- Born: Robert Francell Chew December 28, 1960 Baltimore, Maryland, U.S.
- Died: January 17, 2013 (aged 52) Baltimore, Maryland, U.S.
- Occupation: Actor
- Years active: 1989–2013

= Robert F. Chew =

American actor (1960–2013)

Robert Francell Chew (December 28, 1960 – January 17, 2013) was an American acting coach and actor. He was best known for portraying drug kingpin Proposition Joe on the HBO drama series The Wire.

==Early life==
Chew was born on December 28, 1960, in Baltimore. He graduated from Patterson Park High School and then studied music at Morgan State University.

==Career==
Chew starred in the HBO drama series The Wire as drug kingpin Proposition Joe on all five seasons of the show. The role had drawn acclaim for Chew both for his ability to handle the character's verbose dialogue and the sympathy he drew while playing a "bad guy." Chew recalled that when he auditioned, the other actors were all well groomed, well dressed and thinner than he was. He later learned that the real-life inspiration for the character was a charming and debonair drug dealer so he was surprised to have received the role. He was initially unsure as to how long the character would remain in the series and so he was pleased to be one of the few characters from the drug world who appeared in all five seasons.

Chew also appeared on HBO's The Corner (created by David Simon, as was The Wire) and NBC's Homicide: Life on the Street (based on a book by Simon). He received all three roles through the Pat Moran casting agency. Simon has described Chew as a "smart, elegant actor" and stated that he has one of the most authentic Baltimore accents on the show.

Chew also worked with children's theatre companies throughout his career including Playworks USA and later the Arena Players. Through his association with the Arena Players, Moran began to turn to Chew for help in casting local young actors for the show. He provided more than twenty actors and more than six have had recurring roles including Melvin Russell (who plays Jamal) and brother and sister Rashad Orange (who plays Sherrod) and Rakiya Orange who plays Charlene Young.
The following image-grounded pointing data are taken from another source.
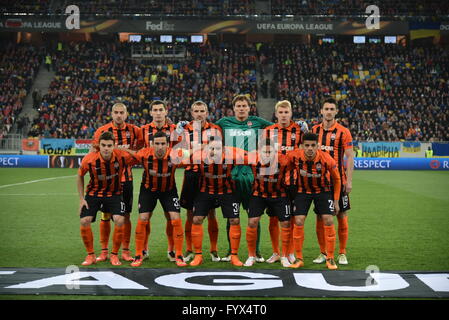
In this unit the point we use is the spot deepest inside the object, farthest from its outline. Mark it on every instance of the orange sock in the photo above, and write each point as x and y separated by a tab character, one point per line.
251	239
212	228
141	235
320	234
126	235
235	232
88	238
169	233
117	238
105	231
343	233
274	233
188	233
197	238
298	238
291	245
147	235
286	238
178	236
329	235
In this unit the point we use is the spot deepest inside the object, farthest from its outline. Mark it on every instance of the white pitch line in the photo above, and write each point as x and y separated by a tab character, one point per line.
33	181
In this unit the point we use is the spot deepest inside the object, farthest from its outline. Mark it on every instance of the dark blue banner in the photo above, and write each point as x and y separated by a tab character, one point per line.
23	161
401	164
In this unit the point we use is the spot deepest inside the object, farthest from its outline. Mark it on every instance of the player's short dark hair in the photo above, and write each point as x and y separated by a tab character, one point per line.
309	136
241	97
107	135
215	138
160	134
330	101
158	102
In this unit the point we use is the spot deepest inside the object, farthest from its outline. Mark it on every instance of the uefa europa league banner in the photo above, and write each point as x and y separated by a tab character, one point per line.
161	25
Chew worked as an acting coach with several of the young actors joining the show in the fourth season and with non-professional actor Felicia "Snoop" Pearson. As acting coach Chew was responsible for preparing the core of four new young actors Tristan Wilds, Julito McCullum, Maestro Harrell and Jermaine Crawford for their major roles in the fourth season. Chew described his aim as helping the young actors find the roles within themselves and looking for what is real. Chew worked with Wilds to perfect the internalized build-up of emotion in his character, Michael Lee, and to convey the character through looks and physical acting rather than dialogue. Chew remarked that he was also impressed with Wilds' professionalism and commitment, McCullum's natural ability as Namond Brice, Harrell's charm as Randy Wagstaff and Crawford's honesty of performance as Duquan "Dukie" Weems. Chew found working with young people rewarding because it allowed him to see them develop and bring them to their full potential.

Chew also appeared in HBO films' Something the Lord Made. Chew appeared on Homicide, in the three part episode "Blood Ties", playing Wilkie Collins, a drug kingpin who hates violence.

Chew appeared in the 2014 crime drama Jamesy Boy as a drug dealer/club owner.

==Death==
Chew died from a heart attack at his Baltimore home on January 17, 2013, at the age of 52. News of his death first spread when co-star Michael K. Williams tweeted the single sentence of “R.I.P. to the talented Mr Robert Chew #propjoe".

Upon learning of his death, another co-star of Chew's, Jamie Hector tweeted "I didn’t want to believe this #RIP Robert F Chew, Prop Joe will always be remembered Robert Chew will always be loved and missed!"

David Simon remarked to the Baltimore Sun that "Robert F. Chew was not only an exceptional actor, he was an essential part of the film and theater community in Baltimore,” and added that he “could have gone to New York or Los Angeles and commanded a lot more work, but he loved the city as his home and chose to remain here working."